I have played a LOT of GTA3.  Probably more than any other game I have ever owned.  I once figured up based on how many in game days I had on my save file and how many save attempts I had made and how long an in game hour took to calculate I had played around 300 hours of the game, and this was back in like 2001 or 2002 soon after the game had been released.  I’ve explored every nook and cranny of Liberty City countless times.  At one point I could locate every one of the 100 packages without a guide.  I’ve completed the game to 100% completion without being arrested or killed or failing a mission (the game keeps track) and without once doing a “save and reload because I had “messed up”.

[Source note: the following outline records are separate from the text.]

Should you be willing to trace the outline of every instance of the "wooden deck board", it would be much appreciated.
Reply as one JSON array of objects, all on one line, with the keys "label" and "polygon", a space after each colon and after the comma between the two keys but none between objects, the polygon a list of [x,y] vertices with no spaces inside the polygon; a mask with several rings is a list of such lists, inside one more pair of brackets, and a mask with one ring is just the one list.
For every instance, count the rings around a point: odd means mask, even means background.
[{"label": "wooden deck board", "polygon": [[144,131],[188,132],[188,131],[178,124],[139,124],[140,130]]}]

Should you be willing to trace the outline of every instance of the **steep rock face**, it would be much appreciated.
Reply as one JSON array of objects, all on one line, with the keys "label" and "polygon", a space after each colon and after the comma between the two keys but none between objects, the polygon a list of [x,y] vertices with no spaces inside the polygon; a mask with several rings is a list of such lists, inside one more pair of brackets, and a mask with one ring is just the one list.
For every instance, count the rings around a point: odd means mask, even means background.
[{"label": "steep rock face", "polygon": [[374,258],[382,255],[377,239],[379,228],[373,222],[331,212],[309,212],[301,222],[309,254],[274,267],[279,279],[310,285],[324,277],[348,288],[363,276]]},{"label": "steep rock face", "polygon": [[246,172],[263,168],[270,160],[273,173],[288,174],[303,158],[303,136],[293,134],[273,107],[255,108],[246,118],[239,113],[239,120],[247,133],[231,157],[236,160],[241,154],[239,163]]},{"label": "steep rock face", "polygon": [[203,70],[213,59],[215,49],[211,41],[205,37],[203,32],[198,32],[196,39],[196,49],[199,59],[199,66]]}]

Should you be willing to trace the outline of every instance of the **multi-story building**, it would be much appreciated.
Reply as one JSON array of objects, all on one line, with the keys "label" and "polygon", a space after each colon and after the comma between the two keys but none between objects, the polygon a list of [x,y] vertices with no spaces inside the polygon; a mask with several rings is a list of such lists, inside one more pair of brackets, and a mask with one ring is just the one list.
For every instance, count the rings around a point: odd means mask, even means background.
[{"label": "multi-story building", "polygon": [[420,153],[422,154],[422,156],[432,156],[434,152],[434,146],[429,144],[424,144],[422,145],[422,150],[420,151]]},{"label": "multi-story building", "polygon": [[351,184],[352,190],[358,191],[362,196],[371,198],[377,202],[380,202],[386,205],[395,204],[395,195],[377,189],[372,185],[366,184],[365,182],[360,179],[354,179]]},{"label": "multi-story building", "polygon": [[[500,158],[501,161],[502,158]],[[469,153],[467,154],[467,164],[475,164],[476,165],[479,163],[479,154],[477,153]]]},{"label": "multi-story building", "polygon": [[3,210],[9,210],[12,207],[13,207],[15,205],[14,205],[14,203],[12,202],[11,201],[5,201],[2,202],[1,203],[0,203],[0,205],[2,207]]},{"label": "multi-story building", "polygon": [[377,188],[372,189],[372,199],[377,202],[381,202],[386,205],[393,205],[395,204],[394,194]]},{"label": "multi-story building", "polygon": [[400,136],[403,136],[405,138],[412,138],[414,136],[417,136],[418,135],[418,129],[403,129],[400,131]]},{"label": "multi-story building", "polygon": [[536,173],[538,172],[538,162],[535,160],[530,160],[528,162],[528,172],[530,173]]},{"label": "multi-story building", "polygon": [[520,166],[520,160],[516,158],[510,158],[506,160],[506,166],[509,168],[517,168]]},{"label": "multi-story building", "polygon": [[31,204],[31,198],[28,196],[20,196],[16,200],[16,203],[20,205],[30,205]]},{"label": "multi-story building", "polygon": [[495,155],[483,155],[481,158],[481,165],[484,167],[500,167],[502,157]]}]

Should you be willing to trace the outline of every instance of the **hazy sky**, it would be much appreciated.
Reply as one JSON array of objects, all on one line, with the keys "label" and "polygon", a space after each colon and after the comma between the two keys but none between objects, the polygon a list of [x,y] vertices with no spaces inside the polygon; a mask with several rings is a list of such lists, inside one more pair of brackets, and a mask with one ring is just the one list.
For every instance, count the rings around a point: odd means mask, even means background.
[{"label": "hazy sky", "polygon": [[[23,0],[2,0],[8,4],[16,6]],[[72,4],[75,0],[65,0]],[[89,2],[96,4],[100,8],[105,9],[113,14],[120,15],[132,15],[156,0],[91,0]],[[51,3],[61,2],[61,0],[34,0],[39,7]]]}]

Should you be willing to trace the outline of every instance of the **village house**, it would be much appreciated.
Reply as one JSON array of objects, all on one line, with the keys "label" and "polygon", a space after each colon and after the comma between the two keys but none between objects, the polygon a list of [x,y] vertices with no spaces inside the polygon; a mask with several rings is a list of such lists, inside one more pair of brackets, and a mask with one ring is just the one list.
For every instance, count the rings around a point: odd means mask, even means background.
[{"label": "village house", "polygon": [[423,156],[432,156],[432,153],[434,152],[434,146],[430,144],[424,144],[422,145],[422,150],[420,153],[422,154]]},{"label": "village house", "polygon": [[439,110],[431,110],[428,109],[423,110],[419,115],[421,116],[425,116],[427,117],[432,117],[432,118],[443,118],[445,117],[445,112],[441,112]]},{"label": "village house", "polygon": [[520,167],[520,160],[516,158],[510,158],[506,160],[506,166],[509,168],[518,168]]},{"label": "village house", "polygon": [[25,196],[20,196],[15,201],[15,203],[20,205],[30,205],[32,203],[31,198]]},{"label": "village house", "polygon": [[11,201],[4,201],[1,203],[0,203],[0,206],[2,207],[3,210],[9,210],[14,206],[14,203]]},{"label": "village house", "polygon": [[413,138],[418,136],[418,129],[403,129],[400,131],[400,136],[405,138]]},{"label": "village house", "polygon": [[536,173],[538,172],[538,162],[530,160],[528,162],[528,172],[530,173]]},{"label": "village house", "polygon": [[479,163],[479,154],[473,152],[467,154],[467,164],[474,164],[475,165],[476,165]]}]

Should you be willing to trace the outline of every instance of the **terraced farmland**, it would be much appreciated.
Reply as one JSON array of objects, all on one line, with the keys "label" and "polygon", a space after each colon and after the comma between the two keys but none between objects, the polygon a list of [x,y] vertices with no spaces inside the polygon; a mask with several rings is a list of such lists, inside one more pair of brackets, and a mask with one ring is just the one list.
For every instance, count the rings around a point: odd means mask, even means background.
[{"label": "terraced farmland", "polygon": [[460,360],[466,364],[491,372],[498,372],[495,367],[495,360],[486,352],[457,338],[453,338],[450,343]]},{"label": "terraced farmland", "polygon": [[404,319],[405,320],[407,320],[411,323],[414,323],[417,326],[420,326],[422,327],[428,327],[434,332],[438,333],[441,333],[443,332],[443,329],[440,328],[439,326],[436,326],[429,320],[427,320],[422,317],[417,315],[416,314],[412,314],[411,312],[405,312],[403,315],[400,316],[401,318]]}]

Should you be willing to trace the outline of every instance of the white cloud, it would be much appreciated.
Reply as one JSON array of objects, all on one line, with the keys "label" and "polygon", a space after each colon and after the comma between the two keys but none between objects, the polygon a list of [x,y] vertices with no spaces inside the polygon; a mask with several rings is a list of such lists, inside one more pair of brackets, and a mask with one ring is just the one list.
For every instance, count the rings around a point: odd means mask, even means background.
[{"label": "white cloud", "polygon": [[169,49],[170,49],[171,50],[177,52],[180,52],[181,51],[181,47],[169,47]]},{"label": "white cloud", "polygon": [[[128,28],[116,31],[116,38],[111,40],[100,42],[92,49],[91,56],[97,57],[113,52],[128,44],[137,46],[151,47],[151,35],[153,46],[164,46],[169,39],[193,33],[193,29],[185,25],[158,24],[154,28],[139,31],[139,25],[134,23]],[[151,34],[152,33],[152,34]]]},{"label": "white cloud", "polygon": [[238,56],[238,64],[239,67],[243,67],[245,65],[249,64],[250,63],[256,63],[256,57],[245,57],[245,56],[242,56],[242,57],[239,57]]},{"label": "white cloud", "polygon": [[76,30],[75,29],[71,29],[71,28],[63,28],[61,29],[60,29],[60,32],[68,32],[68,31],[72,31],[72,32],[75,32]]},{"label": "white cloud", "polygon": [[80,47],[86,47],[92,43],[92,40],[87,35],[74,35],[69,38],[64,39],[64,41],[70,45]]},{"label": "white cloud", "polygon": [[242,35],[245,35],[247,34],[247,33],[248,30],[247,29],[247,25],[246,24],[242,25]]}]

It really is an amazing game.  It gets a lot of flack for the violence and crime aspect but even that is only as bad as a person makes it.  Yeah, you can go around shooting pedestrians and hookers and make it a complete gore fest.  Or you can play the story and get an interesting mobster plot.  Yeah, there is some violence but not any more than your average R rated action film.  Hell the whole series is really just a series of movie parodies strung cleverly into a crazy plot.  The problem only comes up when you get players who can’t manage to get anywhere in the story that just run around randomly shooting things.  The first game is even pretty tame, especially next to Vice City which takes it’s Scarface homage pretty seriously.

From a gameplay standpoint it was pretty revolutionary.  For years, games were about doing what was required, the way it was required.  Sure, you had your warp zones and some games like Castlevania or Metroid would let you roam a bit but never before was there a game so encouraging of doing… whatever.  It wasn’t just the freedom to wander around the city that made it work either.  The city itself was a massive living creature.  You could just stand on the sidewalk and thugs or businessmen or old ladies would just wander around.  Cars drive around, sports cars, taxis, cops, delivery vans.  People would get in the taxis they would argue with each other, they’d talk to you as you walked by, it was like being in a real city.  The whole game just reeked of atmosphere and you didn’t have to interact with it to trigger activity.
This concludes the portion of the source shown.